A new study published in JAMA Internal Medicine found that about 6.5 percent of women, or an estimated 3.3 million nationwide, said that their first sexual experience was rape. The women’s average ages, at the time, were 15 years old, and the average age of their alleged assailants was 27.
The horrific scale of the crimes is disturbing enough. The age difference adds an even more sinister, predatory element.
The predatory attitude of some adult men toward girls is not limited to rape; more frequently, it’s on display in the form of street harassment by male strangers, often starting around the time girls reach puberty.
Girls know what I’m talking about: Men whistle at them while they walk to their friend’s house, leer at them in stores, masturbate at them from behind newspapers on the subway car, follow them as they walk home from school and even invite them into their cars.

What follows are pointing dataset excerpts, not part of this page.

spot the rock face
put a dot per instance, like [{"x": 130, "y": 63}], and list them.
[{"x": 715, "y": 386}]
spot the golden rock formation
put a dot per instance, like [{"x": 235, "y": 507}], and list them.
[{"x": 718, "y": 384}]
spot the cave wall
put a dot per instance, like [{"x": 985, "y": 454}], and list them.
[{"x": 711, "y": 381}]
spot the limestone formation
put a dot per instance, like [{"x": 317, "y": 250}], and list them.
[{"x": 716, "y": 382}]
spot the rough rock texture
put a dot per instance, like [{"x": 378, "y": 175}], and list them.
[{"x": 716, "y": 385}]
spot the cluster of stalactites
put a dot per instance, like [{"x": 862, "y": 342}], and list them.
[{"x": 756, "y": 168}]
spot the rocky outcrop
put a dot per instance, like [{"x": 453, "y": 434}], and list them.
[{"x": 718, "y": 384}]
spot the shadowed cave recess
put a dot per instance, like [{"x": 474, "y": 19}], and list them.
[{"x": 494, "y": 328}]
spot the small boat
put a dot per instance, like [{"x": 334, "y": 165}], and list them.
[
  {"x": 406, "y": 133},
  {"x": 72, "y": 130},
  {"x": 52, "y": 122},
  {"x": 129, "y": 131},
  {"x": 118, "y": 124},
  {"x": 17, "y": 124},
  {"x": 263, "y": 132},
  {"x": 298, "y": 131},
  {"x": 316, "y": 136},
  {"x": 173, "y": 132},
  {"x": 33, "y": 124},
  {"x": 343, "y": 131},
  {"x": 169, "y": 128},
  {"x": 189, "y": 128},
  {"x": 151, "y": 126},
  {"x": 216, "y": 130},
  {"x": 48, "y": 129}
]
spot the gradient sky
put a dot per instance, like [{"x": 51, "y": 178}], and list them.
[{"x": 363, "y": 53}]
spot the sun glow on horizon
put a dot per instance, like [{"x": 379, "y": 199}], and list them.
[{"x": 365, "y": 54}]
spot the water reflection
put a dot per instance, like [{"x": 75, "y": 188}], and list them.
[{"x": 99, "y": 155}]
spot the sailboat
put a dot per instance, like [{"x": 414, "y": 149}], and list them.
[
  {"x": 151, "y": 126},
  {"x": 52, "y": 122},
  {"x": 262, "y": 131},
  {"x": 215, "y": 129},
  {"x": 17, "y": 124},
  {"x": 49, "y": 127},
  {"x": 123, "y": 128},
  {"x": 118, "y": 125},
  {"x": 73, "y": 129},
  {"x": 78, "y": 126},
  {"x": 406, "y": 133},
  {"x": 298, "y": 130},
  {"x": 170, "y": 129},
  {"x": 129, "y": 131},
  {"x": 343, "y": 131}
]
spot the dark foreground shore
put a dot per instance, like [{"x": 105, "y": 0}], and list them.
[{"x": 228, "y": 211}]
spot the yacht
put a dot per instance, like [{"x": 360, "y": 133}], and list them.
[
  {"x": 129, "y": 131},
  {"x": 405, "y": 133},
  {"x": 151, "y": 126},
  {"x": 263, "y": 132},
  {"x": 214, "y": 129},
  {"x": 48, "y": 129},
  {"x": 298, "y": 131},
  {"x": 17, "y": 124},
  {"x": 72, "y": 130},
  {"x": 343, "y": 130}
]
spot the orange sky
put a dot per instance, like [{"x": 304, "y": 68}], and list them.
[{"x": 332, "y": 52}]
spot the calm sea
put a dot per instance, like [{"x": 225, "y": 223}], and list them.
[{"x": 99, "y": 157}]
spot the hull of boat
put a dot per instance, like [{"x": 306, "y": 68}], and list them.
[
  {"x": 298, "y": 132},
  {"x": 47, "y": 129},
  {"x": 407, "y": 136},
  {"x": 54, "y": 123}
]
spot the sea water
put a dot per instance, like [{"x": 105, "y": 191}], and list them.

Street harassment is the most common form of sexual harassment and assault that American women experience in their lifetime. Most women say their first incident of sexual harassment took place when they were a teenager or younger, and 71 percent of women nationally have faced street harassment. Women also often report that it is adult men who harassed them, not boys their own age.
I’ve seen this come up over and over again in the nearly 13 years that I have been researching, writing and speaking out about street harassment. Just a few weeks ago, I created an online survey to investigate this further, and I was shocked, but also not shocked, by the results.

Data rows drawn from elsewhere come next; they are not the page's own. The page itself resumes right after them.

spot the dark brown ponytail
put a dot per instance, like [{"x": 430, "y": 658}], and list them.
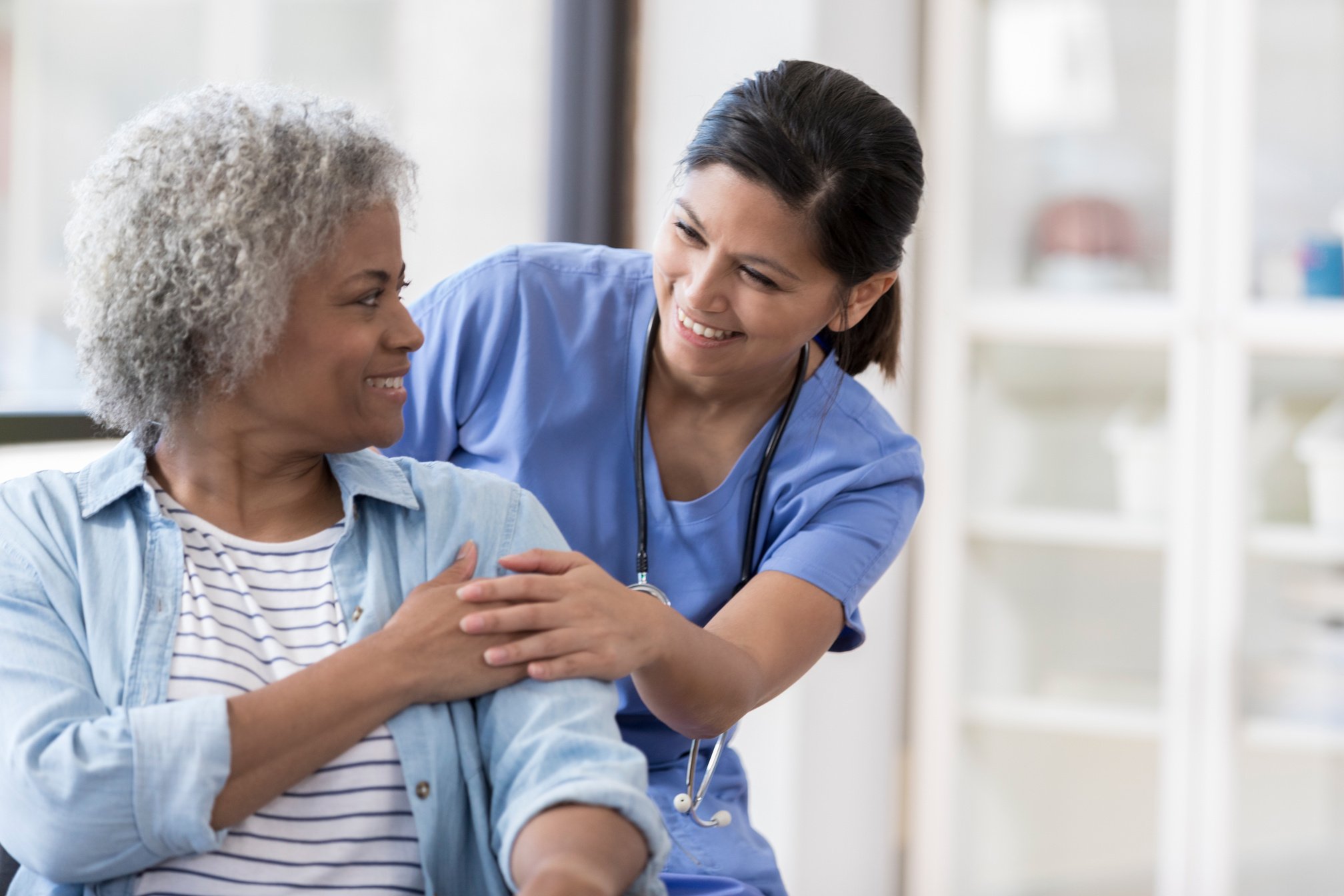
[{"x": 845, "y": 156}]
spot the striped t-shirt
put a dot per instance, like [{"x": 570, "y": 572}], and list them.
[{"x": 253, "y": 613}]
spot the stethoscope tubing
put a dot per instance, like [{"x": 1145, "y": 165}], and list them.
[{"x": 690, "y": 801}]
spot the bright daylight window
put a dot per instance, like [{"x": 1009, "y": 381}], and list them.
[{"x": 472, "y": 112}]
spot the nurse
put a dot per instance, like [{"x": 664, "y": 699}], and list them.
[{"x": 775, "y": 273}]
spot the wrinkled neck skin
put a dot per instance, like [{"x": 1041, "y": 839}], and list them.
[{"x": 245, "y": 477}]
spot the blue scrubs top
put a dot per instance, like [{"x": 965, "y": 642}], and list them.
[{"x": 531, "y": 369}]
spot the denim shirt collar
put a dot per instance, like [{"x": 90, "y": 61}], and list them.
[{"x": 361, "y": 473}]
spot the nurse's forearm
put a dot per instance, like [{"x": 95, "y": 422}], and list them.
[
  {"x": 701, "y": 685},
  {"x": 577, "y": 849},
  {"x": 763, "y": 641}
]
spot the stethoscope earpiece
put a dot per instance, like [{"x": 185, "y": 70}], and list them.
[{"x": 690, "y": 801}]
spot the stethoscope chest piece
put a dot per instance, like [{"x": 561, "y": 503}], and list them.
[
  {"x": 644, "y": 587},
  {"x": 689, "y": 802}
]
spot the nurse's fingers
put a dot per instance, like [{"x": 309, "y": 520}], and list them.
[
  {"x": 542, "y": 561},
  {"x": 543, "y": 645},
  {"x": 514, "y": 587},
  {"x": 585, "y": 664},
  {"x": 523, "y": 617}
]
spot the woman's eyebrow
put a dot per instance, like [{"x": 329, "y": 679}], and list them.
[
  {"x": 756, "y": 259},
  {"x": 381, "y": 276}
]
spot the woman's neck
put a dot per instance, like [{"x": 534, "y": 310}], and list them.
[{"x": 246, "y": 483}]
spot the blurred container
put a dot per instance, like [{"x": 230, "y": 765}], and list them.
[
  {"x": 1086, "y": 245},
  {"x": 1323, "y": 266},
  {"x": 1321, "y": 448},
  {"x": 1136, "y": 437}
]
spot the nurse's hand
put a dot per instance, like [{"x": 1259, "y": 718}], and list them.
[
  {"x": 435, "y": 659},
  {"x": 583, "y": 623}
]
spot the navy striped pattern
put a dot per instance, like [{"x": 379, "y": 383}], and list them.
[{"x": 253, "y": 613}]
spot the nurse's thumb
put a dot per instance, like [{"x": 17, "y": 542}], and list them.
[{"x": 463, "y": 566}]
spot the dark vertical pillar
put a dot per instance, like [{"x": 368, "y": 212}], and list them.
[{"x": 592, "y": 117}]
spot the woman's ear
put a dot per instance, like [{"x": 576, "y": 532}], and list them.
[{"x": 862, "y": 299}]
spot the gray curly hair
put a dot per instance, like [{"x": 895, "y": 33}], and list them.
[{"x": 190, "y": 230}]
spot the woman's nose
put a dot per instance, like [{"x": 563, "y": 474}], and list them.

Nearly 95 percent of the around 250 people who took the online survey identified as women. Almost 70 percent said they were 13 years old or younger when they first experienced street harassment; 24 percent said they were 14 to 16 years old and only 7 percent were older than 16.
But while most of the women were 13 years or younger when they were harassed, 75 percent said their harasser/s were in their twenties or older and 55 percent were in their thirties or older. Nearly 90 percent of respondents said the boys or men harassing them were older than them.
“I was six years old and on the way to school with a classmate,” one woman wrote. “A middle-aged man on a bike flashed us and made crude gestures.”
“A man in his thirties pulled his car up [next to me] and rolled down the window and asked if he would give me 100 dollars if I would come in his car and have sex with him,” another woman shared. “I was 13.”
The JAMA Internal Medicine study found that women who experienced rape as their first sexual experience were more likely than other women to have a range of health problems—including unwanted first pregnancies, abortions, endometriosis, pelvic inflammatory disease and poor overall health. Similarly, around 80 percent of respondents to my survey said their first experiences with street harassment caused them to feel less safe in the world afterward, and 54 percent said it caused them to change their life in some way.
These numbers are a stark contrast from the experiences of men who rape and harass women and girls. Less than a third of rape incidents overall are reported to police, and then less than one percent of all rapes lead to felony convictions. My research over the years suggests street harassers fare about as well and rarely face any real negative outcomes for their actions.
Sexual violence and street harassment should be unacceptable in a free and democratic society, in part because it prevents equality. Instead, our culture allows adult men to prey on girls, with almost complete impunity—while women’s health, peace of mind, sense of safety and ability to live full lives suffer.
We have the power to do something about this.
We can start by changing the frequent acceptance of men preying on girls—calling out men who sexualize and harass girls and younger women, reporting men who possess child porn and refusing to laugh along with men who make jokes about “underage sex” (or, as it should be known, rape).
We must also engage in prevention measures at a young age and model respect for the children in our lives. We must help boys and young men who are survivors of sexual violence, breaking the cycle of violence in the process. We must support legislation that mandates school curriculum on consent and sex education, as it has shown to be an effective part of prevention as well. We must financially support sexual assault prevention efforts, and so much our lawmakers. The state of California recently allotted $5 million toward those kinds of initiatives, and others should follow suit.
Until we change our culture, we cannot tell girls to go be anything they want to be—because they may not be able to go to school or to a friend’s house without facing male harassment and feeling unsafe. We cannot push for “girl power” until we do something first about the men who try to exert power over girls wherever they go.
Nothing will change until we acknowledge that this happens—that adult men rape girls, harass girls and otherwise make girls feel unsafe in the world.
Girls are not prey. Let’s stop encouraging men to be predators.